Search code examples
javascriptphantomjscasperjs

Casper/Phantomjs unable to retrieve highest resolution src image


I am trying to make a basic Instagram web scraper, both art inspiration pictures and just generally trying to boost my knowledge and experience programming.

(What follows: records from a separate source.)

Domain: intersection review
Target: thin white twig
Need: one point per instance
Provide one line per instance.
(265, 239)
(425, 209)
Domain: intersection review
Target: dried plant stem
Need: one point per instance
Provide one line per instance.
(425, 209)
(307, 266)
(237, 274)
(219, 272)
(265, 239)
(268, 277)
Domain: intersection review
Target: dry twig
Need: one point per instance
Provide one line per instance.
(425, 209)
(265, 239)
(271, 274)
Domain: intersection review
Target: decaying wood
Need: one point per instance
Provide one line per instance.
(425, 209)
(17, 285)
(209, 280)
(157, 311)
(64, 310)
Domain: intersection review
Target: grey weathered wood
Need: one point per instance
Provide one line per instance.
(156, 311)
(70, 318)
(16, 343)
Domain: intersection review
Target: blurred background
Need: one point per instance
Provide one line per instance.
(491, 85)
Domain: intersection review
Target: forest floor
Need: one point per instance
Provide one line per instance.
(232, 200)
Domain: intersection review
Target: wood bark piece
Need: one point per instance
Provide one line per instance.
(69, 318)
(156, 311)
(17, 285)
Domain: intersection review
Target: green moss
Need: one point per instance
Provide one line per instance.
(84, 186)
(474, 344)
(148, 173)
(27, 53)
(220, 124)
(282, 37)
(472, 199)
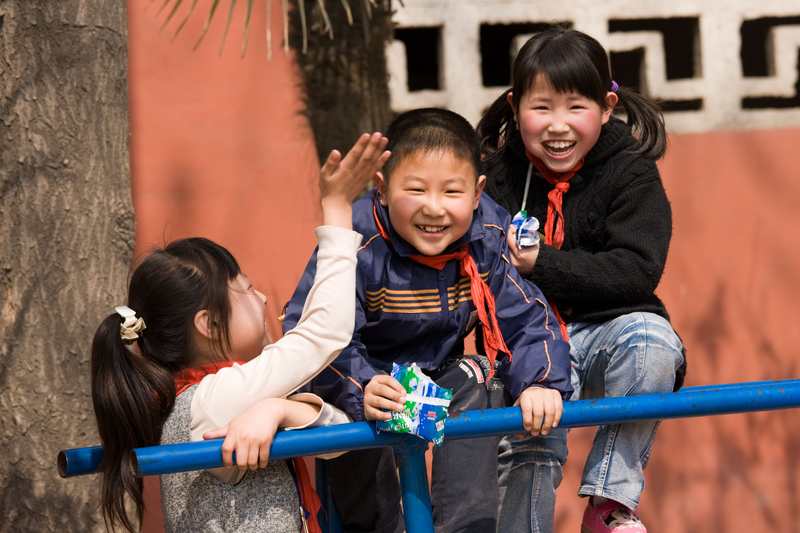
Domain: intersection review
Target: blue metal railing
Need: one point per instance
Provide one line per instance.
(689, 402)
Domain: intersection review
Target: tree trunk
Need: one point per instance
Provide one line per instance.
(344, 79)
(66, 242)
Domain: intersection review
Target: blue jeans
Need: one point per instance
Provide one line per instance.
(633, 354)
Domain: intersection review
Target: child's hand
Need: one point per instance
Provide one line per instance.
(250, 434)
(341, 180)
(383, 392)
(523, 259)
(541, 409)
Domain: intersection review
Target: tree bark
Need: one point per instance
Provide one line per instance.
(344, 79)
(66, 243)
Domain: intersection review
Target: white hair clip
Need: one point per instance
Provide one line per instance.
(131, 326)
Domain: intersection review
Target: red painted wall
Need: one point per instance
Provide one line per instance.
(218, 149)
(732, 287)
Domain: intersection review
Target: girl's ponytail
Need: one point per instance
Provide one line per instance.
(647, 123)
(495, 129)
(131, 395)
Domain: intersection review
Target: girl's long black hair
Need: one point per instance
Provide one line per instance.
(133, 393)
(572, 62)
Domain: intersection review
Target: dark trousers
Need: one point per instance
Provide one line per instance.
(464, 490)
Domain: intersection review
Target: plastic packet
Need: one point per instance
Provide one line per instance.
(425, 409)
(526, 229)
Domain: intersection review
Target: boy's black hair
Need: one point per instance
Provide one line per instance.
(431, 130)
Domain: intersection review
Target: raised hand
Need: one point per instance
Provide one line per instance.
(341, 180)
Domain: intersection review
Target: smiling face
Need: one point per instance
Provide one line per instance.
(430, 198)
(248, 331)
(560, 128)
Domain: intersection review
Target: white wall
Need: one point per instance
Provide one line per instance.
(719, 80)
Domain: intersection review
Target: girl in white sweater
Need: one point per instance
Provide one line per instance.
(190, 352)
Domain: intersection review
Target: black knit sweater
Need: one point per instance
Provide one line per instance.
(618, 224)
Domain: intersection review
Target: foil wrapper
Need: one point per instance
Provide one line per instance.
(526, 229)
(425, 409)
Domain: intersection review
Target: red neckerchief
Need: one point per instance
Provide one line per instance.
(554, 226)
(308, 497)
(481, 293)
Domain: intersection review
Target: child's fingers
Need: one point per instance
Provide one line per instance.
(216, 434)
(527, 416)
(559, 411)
(549, 413)
(382, 402)
(263, 455)
(334, 158)
(228, 447)
(371, 413)
(511, 237)
(253, 457)
(388, 387)
(538, 417)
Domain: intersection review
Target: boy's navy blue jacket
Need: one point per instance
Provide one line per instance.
(407, 312)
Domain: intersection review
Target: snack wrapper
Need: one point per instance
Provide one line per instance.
(526, 229)
(425, 409)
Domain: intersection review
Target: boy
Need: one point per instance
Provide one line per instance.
(433, 263)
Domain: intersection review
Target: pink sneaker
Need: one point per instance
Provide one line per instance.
(611, 517)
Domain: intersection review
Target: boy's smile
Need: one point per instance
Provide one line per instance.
(430, 197)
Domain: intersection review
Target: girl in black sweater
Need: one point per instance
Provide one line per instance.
(554, 150)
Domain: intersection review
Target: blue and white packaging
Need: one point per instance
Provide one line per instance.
(526, 229)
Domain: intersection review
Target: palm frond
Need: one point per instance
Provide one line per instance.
(227, 25)
(327, 27)
(246, 36)
(208, 22)
(171, 13)
(185, 20)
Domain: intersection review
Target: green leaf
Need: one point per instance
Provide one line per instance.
(208, 21)
(227, 25)
(160, 9)
(185, 19)
(171, 13)
(325, 19)
(246, 37)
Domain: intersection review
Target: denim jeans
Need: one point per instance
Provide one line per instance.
(633, 354)
(464, 486)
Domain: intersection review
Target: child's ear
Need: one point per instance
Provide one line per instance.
(611, 101)
(510, 98)
(478, 190)
(383, 188)
(202, 324)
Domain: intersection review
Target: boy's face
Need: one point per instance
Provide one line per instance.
(431, 197)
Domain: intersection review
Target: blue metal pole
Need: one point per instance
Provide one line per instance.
(414, 487)
(79, 461)
(702, 401)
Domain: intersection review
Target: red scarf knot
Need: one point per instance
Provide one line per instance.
(309, 500)
(554, 225)
(481, 293)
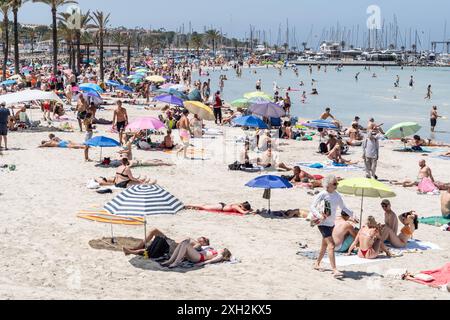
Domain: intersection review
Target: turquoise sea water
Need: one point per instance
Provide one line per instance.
(367, 97)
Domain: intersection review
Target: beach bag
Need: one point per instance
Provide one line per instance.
(426, 185)
(158, 248)
(235, 166)
(323, 148)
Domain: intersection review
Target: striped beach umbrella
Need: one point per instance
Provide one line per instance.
(143, 201)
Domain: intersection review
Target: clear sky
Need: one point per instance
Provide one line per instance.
(235, 16)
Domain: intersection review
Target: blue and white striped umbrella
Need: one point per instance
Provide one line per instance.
(143, 200)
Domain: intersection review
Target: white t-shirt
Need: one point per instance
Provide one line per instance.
(335, 200)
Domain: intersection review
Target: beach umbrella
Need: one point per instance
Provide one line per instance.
(8, 83)
(241, 103)
(320, 124)
(364, 187)
(124, 88)
(170, 99)
(143, 201)
(91, 87)
(268, 183)
(203, 111)
(112, 83)
(255, 94)
(250, 121)
(102, 142)
(155, 79)
(267, 109)
(402, 130)
(145, 123)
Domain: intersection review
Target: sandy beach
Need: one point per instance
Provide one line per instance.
(45, 251)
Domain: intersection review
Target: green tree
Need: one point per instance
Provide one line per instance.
(55, 5)
(101, 20)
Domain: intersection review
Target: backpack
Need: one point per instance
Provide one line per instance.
(323, 148)
(158, 248)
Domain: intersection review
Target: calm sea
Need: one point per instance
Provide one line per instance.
(367, 97)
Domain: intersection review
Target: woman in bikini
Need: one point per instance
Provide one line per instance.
(369, 241)
(124, 177)
(244, 208)
(411, 224)
(186, 251)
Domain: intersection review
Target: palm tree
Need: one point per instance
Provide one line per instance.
(15, 5)
(55, 4)
(196, 41)
(213, 35)
(4, 7)
(84, 24)
(101, 20)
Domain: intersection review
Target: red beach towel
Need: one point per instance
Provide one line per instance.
(441, 276)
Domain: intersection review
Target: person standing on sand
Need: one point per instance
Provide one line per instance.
(120, 120)
(184, 128)
(4, 119)
(445, 203)
(371, 151)
(433, 118)
(323, 210)
(429, 92)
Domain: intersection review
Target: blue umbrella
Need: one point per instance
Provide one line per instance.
(250, 121)
(112, 83)
(102, 142)
(8, 83)
(170, 99)
(90, 87)
(268, 183)
(320, 124)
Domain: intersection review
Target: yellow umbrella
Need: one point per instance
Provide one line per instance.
(203, 111)
(155, 79)
(365, 188)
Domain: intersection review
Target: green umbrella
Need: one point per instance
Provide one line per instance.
(241, 103)
(365, 188)
(402, 130)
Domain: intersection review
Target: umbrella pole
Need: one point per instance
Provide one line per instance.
(360, 217)
(145, 231)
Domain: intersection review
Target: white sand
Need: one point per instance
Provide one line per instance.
(45, 251)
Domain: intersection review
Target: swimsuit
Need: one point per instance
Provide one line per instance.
(63, 144)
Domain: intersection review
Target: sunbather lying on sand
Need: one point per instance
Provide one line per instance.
(411, 224)
(124, 177)
(303, 178)
(140, 248)
(185, 250)
(369, 241)
(244, 208)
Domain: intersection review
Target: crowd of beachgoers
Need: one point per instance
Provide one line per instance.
(188, 110)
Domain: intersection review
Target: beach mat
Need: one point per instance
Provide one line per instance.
(234, 213)
(437, 221)
(119, 243)
(439, 276)
(342, 260)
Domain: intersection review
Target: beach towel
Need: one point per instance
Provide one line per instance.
(437, 221)
(438, 277)
(233, 213)
(427, 185)
(414, 246)
(342, 260)
(329, 166)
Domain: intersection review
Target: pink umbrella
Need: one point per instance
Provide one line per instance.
(146, 123)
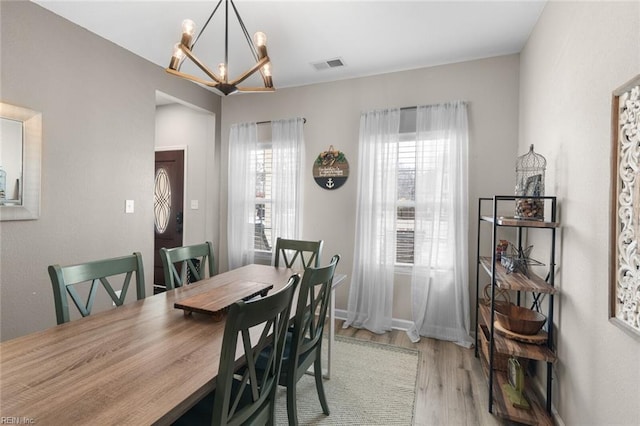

Currently the issue that I am having is that Casper/Phantomjs can't detect higher res images from the srcset, and I can't figure out a way around this. Instagram has their srcsets provide 640x640, 750x750, and 1080x1080 images. I would obviously like to retrieve the 1080, but it seems to be undetectable by any method I've tried so far. Setting the viewport larger does nothing, and I can't retrieve the entire source set through just getting the HTML and splitting it where I need it. And as far as I can tell, there is no other way to retrieve said image than to get it from this srcset.

Edit

As I was asked for more details, here I go. This is the code I used to get the attributes from the page:

function getImages() {
var scripts = document.querySelectorAll('._2di5p');
return Array.prototype.map.call(scripts, function (e) {
    return e.getAttribute('src');
});
}

Then I do the standard:

casper.waitForSelector('div._4rbun', function() {
  this.echo('...found selector ...try getting image srcs now...');
    imagesArray = this.evaluate(getImages);
    imagesArray.forEach(function (item) {
    console.log(item);

However, all that is returned is the lowest resolution of the srcset. Using this url, for example, (https://www.instagram.com/p/BhWS4csAIPS/?taken-by=kasabianofficial) all that is returned is https://instagram.flcy1-1.fna.fbcdn.net/vp/b282bb23f82318697f0b9b85279ab32e/5B5CE6F2/t51.2885-15/s640x640/sh0.08/e35/29740443_908390472665088_4690461645690896384_n.jpg, which is the lowest resolution (640x640) image in the srcset. Ideally, I'd like to retrieve the https://instagram.flcy1-1.fna.fbcdn.net/vp/8d20f803e1cb06e394ac91383fd9a462/5B5C9093/t51.2885-15/e35/29740443_908390472665088_4690461645690896384_n.jpg which is the 1080x1080 image in the srcset. But I can't. There's no way to get that item as far as I can tell. It's completely hidden.


Solution

  • Solution: So my solution was to use slimerjs. If I run the js file through "casperjs --engine=slimerjs fileName.js", I can retrieve srcsets in full. So if I say use this code:

    function getImgSrc() {
      var scripts = document.querySelectorAll("._2di5p");
      return Array.prototype.map.call(scripts, function (e) {
          return e.getAttribute("srcset");
      });
    }
    

    on this url (https://www.instagram.com/p/BhWS4csAIPS/?taken-by=kasabianofficial) I will get (https://instagram.flcy1-1.fna.fbcdn.net/vp/b282bb23f82318697f0b9b85279ab32e/5B5CE6F2/t51.2885-15/s640x640/sh0.08/e35/29740443_908390472665088_4690461645690896384_n.jpg 640w,https://instagram.flcy1-1.fna.fbcdn.net/vp/b4eebf94247af02c63d20320f6535ab4/5B6258DF/t51.2885-15/s750x750/sh0.08/e35/29740443_908390472665088_4690461645690896384_n.jpg 750w,https://instagram.flcy1-1.fna.fbcdn.net/vp/8d20f803e1cb06e394ac91383fd9a462/5B5C9093/t51.2885-15/e35/29740443_908390472665088_4690461645690896384_n.jpg 1080w) as the result.

    This is what I wanted as it means I can scrape those 1080 images. Sorry for this messy page, but I wanted to leave my trail of steps to any of those who might be trying like me.